# Faces I Make While I Drum >:O



## Jude (Oct 3, 2010)

Me and my guitarist met up yesterday and we learned Even Flow. We recorded ourselves playing it. After seeing the recording, I realized I make some weird ass faces when I'm concentrating.

I've been playing the drums for a year, and something like the chorus to Even Flow for me takes a shitload of coordination (what with the accents on the bell, keeping time with hi-hat, hitting the crashes, etc). I have to stare at the bell of my ride to make sure I don't miss it.

I can do it nearly perfectly, but honestly, I look like a robot when playing. A robot that makes weird ass faces.

[video=youtube;jZFKecOF-Tk]http://www.youtube.com/watch?v=jZFKecOF-Tk[/video]

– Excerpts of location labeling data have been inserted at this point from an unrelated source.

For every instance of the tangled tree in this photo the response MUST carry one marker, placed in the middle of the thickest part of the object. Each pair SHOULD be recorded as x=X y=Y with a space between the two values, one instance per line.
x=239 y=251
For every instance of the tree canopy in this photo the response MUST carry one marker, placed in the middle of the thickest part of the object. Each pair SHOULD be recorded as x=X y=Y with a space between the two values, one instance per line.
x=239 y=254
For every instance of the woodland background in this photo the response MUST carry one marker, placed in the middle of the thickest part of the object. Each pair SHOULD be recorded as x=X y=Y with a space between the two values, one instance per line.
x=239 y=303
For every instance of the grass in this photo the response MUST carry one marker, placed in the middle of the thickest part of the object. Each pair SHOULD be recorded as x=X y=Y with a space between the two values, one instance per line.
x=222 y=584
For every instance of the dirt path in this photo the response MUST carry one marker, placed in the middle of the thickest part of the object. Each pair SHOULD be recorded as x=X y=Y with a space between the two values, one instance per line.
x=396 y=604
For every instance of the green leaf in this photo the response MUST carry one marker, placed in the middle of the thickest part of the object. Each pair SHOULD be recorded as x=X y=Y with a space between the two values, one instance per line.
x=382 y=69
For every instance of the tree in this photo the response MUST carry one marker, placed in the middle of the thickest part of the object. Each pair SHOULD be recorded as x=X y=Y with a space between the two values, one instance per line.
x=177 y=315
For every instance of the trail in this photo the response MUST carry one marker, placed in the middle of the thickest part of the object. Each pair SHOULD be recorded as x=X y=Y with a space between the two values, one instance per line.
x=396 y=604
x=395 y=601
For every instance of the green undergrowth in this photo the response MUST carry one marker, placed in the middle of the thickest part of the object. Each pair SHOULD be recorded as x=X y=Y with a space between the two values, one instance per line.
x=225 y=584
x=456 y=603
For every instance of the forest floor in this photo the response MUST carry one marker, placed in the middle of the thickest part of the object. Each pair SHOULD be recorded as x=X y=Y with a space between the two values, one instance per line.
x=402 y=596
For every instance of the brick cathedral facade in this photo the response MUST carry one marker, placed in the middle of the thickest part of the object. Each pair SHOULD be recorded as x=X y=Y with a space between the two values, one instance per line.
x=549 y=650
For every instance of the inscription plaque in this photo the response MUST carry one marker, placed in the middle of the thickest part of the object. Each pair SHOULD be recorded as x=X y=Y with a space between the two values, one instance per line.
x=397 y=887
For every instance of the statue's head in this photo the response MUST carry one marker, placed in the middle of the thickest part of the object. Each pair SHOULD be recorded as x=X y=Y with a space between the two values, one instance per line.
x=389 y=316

Also, I know, we were playing 30 clicks faster than the original tempo. That was on purpose. We're slowing it down once we add a singer.

How do I overcome this?


----------



## xXRadioactiveXx (Oct 3, 2010)

lol u should try loosening up a bit. i tried that and then i played 2 times better. its awesome hehe. but yeah...try it... :3


----------



## Cam (Oct 3, 2010)

You need to add on your entertainment value

The only time you shouldnt worry about what you look like is when you are recording the music.

When performing you cant only bring on good music, you have to be able to keep a crowd entertained. Being a drummer theres really not much you can care about looking like other than looking like you play the drums pretty damn well.

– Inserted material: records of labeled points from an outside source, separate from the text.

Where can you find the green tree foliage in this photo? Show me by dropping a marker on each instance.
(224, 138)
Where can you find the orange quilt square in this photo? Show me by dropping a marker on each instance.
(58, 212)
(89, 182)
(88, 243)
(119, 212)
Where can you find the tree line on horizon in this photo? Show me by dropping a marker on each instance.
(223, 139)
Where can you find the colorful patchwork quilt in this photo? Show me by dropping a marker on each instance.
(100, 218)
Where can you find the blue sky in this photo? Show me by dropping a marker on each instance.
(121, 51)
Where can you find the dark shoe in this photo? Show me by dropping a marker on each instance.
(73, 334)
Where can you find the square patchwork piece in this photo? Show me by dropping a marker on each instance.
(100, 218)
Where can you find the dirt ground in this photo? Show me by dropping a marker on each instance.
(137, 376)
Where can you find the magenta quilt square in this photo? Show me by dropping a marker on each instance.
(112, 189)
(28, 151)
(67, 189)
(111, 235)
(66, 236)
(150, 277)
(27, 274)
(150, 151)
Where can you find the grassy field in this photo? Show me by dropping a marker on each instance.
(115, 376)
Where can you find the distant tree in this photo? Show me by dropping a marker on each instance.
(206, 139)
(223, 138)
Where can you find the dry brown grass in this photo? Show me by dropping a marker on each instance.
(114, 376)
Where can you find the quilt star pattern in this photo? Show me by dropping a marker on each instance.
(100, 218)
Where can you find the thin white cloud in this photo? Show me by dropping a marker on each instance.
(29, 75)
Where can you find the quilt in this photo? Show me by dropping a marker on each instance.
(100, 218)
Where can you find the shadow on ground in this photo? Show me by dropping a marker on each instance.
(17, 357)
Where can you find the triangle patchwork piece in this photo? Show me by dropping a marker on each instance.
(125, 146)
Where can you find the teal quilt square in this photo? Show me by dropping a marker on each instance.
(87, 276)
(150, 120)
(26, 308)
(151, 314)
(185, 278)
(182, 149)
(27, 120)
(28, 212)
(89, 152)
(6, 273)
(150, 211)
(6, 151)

So I would start off by learning the song by heart, then once you can play the song very easily, start shaping up how you look while playing, because you will worry more about that then concentrating on the song because you will be able to play it fluently


----------



## Jude (Oct 3, 2010)

Yeah, thanks. I was actually pretty loosened up at first, then I added that damn bell accent in.


----------